House party: Tuesday’s organizational day for the Legislature produced some interesting developments in the House, including the formal election of Rep. Terry O’Donnell, R-Catoosa, as speaker pro tem, the No. 2 post in House leadership.
The choice of O’Donnell, a close ally of Speaker Charles McCall, R-Atoka, was expected.
More surprising was the replacement of six-term Rep. Sean Roberts, R-Hominy, as chairman of the Public Health Committee.
Roberts, who has been friendly to anti-vaccination interests, was moved to leadership of the Appropriations and Budget sub-committee that oversees non-appropriated agencies like the Insurance Department and the Grand River Dam Authority.
In Roberts’ place was installed Rep. Cynthia Roe, R-Lindsay, an advance practice nurse and strong vaccination advocate.
And, perhaps in a sign that Oklahoma’s Republican legislators have acknowledged the reality of a Democratic national administration, the House reestablished the States’ Rights Committee.
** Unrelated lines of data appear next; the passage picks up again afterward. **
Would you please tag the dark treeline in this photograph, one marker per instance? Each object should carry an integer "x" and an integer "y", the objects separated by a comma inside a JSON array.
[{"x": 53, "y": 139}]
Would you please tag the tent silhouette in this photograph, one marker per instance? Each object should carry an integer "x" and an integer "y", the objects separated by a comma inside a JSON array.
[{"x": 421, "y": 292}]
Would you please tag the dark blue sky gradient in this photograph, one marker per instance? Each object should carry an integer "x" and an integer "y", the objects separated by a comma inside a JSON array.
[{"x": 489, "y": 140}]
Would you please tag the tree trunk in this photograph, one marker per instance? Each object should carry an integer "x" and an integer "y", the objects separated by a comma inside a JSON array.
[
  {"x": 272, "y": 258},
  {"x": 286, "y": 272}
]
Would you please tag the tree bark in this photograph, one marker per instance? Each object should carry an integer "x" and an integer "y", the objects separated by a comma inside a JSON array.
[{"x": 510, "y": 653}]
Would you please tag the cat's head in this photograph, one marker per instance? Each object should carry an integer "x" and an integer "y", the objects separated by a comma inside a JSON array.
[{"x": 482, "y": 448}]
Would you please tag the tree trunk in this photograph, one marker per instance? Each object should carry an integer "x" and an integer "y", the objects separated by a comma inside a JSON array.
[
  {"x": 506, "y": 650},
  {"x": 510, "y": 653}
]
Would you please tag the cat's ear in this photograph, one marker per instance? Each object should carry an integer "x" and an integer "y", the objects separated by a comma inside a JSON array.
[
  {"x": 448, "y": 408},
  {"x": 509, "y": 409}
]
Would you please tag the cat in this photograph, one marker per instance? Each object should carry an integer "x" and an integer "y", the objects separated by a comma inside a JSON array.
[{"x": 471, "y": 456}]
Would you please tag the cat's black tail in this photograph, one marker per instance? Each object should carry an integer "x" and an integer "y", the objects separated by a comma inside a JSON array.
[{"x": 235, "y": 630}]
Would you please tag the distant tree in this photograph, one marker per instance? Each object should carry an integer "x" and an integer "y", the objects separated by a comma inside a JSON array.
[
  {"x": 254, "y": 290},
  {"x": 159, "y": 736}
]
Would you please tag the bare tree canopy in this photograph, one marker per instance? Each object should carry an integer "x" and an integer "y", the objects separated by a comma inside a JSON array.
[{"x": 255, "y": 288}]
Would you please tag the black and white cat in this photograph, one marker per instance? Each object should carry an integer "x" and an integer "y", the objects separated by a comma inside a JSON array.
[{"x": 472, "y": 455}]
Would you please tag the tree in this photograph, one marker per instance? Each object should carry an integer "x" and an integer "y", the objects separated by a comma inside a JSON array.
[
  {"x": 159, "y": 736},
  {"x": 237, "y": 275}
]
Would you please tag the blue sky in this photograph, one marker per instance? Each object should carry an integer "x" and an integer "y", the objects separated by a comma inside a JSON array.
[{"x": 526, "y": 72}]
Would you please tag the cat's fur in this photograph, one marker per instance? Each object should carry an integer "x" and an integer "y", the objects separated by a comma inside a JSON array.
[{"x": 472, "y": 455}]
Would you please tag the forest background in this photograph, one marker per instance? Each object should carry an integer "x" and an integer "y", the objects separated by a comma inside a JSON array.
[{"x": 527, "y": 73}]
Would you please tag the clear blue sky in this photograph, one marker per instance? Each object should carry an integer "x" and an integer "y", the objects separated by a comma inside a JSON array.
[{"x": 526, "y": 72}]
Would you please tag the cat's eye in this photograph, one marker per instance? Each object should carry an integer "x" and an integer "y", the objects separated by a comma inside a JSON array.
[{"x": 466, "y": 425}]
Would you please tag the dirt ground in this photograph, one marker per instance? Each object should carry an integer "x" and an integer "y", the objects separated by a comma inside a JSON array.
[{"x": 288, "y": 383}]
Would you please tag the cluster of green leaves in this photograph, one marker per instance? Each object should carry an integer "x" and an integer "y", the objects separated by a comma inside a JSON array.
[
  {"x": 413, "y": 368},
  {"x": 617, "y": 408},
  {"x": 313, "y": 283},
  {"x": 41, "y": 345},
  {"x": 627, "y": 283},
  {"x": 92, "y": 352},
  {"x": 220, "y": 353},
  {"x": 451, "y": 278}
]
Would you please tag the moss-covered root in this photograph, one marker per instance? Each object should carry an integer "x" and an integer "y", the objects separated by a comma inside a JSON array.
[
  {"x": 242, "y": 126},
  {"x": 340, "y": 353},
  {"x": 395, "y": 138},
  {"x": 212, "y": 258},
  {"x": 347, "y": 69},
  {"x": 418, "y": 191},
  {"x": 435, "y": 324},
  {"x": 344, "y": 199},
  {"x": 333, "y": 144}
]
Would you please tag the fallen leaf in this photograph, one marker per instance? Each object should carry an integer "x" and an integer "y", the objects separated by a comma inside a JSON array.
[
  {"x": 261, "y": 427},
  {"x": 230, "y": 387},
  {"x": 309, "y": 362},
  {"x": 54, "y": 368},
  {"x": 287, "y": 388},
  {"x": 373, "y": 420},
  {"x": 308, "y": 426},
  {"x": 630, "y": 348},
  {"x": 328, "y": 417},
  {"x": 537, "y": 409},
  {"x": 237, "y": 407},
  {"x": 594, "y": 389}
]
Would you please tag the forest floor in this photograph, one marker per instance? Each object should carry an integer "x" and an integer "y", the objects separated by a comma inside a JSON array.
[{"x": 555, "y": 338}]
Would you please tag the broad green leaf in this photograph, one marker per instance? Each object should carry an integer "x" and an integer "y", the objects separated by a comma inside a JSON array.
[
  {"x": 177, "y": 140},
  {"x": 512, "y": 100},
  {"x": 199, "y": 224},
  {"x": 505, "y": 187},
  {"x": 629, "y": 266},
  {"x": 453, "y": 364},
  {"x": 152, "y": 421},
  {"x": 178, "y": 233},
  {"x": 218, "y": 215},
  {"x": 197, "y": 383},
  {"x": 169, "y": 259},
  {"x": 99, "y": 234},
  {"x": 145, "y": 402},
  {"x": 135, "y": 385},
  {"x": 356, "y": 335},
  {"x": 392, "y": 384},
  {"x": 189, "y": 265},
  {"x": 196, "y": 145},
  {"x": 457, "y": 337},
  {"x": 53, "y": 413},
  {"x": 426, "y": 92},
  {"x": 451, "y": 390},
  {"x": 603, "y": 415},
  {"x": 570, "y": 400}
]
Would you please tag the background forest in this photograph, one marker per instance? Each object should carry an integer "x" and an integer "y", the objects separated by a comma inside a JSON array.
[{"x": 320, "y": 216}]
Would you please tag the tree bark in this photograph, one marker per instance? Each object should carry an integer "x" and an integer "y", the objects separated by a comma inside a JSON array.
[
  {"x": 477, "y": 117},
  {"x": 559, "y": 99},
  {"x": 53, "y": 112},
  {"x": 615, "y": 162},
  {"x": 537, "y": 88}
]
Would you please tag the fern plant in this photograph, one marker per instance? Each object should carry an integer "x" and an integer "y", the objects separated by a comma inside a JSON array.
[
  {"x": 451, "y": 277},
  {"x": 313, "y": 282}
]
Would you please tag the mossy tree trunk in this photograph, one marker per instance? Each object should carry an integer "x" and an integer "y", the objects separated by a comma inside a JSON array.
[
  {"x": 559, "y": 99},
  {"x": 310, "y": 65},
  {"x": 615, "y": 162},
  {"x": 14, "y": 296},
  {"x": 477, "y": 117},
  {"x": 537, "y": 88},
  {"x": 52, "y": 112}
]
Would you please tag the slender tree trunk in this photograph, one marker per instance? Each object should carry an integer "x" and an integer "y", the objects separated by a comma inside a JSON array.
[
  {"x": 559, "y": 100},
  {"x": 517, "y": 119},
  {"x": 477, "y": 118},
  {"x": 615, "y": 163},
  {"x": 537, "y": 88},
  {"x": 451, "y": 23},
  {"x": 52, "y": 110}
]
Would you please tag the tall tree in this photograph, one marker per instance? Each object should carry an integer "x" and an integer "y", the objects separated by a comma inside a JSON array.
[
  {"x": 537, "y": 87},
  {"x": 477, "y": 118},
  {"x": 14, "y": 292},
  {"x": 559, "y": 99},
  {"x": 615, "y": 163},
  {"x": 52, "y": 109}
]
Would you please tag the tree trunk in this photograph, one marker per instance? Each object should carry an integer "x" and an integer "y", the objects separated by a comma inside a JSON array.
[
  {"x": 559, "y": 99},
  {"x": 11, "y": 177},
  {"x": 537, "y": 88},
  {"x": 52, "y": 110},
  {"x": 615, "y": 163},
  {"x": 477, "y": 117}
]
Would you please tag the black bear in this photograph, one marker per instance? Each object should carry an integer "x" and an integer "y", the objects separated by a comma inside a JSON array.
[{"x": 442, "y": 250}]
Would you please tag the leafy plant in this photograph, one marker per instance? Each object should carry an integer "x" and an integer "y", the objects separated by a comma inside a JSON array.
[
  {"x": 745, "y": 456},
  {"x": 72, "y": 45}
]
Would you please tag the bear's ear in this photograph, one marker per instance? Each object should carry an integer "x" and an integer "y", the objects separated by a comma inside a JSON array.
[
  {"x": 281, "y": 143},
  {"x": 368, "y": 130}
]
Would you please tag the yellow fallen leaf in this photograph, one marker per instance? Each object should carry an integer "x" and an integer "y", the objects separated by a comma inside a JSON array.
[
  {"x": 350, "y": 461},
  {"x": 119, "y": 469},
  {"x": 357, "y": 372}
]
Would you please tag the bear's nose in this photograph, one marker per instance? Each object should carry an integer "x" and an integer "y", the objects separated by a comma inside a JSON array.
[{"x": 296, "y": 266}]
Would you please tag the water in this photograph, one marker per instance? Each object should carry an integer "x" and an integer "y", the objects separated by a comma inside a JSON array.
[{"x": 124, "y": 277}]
The committee originated during the Obama administration and generated a good deal of the legislation dealing with the Affordable Care Act, environmental regulation and guns.
The committee disappeared during the Trump administration, but is back again.
School choice: Expanded use of state money on private schools is expected to again by on the Legislature’s agenda when this year’s session begins Feb. 1.
Several bills have already been filed, including two (SB 221 and 222) by Sen. Rob Standridge, R-Norman, that would allow state “scholarships” to private schools for students whose parents believe are being bullied or whose health is at risk at public schools.
State v. local: Legislators will also again struggle over how much “local control” they want local governments to have.
Over the past decade, the Legislature has chipped away at municipal autonomy with laws restricting towns’ and cities’ ability to set such things as minimum wages and oil and gas drilling regulations.
Bills filed so far this year would limit their ability to require home-based businesses to meet zoning and building codes and enact mask ordinances.
Headed the other way are a few urban legislators who want cities to have more leeway tracking down absent landlords whose properties are dilapidated or being used for criminal activity.
Let us pray: New state Sen. George Burns, R-Pollard, introduced legislation to prevent state or local governments from closing houses of worship because of the pandemic.
Bottom lines: State Senators Dave Rader, R-Tulsa, and Kevin Matthews, D-Tulsa, were chosen chairmen of their respective Senate caucuses. ... Gov. Kevin Stitt nominated Bartlesville attorney and rancher Jess Kane to the Oklahoma Wildlife Conservation Commission. ... State Senators J.J. Dossett, D-Owasso, and Marty Quinn, R-Claremore, filed legislation to name a section of State Highway 20 for Oklahoma Air National Guard Tech Sgt. Marshall Roberts, who was killed in action in Iraq last March.